Findings from autism genetics and the study of animal models of autism suggest that some biochemical pathways are commonly affected in people with autism. The ERK signaling pathway is one such pathway. It mediates the transmission of signals from cell-surface receptors to the cytoplasm and nucleus of cells. ERK signaling regulates diverse cellular processes such as cell proliferation, differentiation and survival; and in the nervous system, it is involved in cognitive function and memory formation.
Recent evidence suggests that dysregulation of ERK pathway signaling is evident in a number of syndromic disorders associated with autism, including fragile X syndrome and RASopathies (i.e., developmental disorders caused by mutations in the RAS family of proteins).

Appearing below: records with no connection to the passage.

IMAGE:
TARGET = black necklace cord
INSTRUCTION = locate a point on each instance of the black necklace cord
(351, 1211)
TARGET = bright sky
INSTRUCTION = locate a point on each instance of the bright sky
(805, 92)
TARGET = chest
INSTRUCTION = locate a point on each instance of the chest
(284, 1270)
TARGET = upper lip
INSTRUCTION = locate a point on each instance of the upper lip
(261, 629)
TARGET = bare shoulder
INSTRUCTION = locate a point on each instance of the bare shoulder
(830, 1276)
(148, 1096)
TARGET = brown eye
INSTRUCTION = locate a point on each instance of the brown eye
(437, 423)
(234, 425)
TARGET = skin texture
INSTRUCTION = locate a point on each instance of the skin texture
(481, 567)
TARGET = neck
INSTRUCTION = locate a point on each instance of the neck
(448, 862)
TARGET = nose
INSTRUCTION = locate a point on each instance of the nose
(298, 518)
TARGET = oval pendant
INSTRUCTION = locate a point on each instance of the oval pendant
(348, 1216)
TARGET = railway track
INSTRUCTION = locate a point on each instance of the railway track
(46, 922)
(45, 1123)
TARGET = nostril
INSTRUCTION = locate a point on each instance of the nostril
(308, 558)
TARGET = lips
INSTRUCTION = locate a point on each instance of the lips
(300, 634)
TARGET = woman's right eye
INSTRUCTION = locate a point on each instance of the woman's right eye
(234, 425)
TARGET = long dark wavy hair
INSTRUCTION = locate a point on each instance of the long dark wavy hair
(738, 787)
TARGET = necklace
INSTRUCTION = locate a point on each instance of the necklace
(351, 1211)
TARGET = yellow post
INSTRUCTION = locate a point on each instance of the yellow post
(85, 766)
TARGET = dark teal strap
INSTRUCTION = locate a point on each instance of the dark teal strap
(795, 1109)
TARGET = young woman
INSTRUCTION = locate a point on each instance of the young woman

Elliot Sherr and his colleagues at the University of California, San Francisco aim to test whether the ERK pathway is abnormally activated in individuals with a deletion or duplication at the 16p11.2 chromosomal locus. This locus contains the gene for ERK1, and deletion or duplication at this locus is a chromosomal disorder commonly associated with autism. The ERK pathway may be dysregulated in these individuals.
The researchers also plan to investigate whether a similar overactivation of ERK signaling is seen in a heterogeneous cohort of people on the autism spectrum. Finally, they plan to test whether and to what degree quantitative measures of ERK signaling correlate with behavioral outcomes in study participants.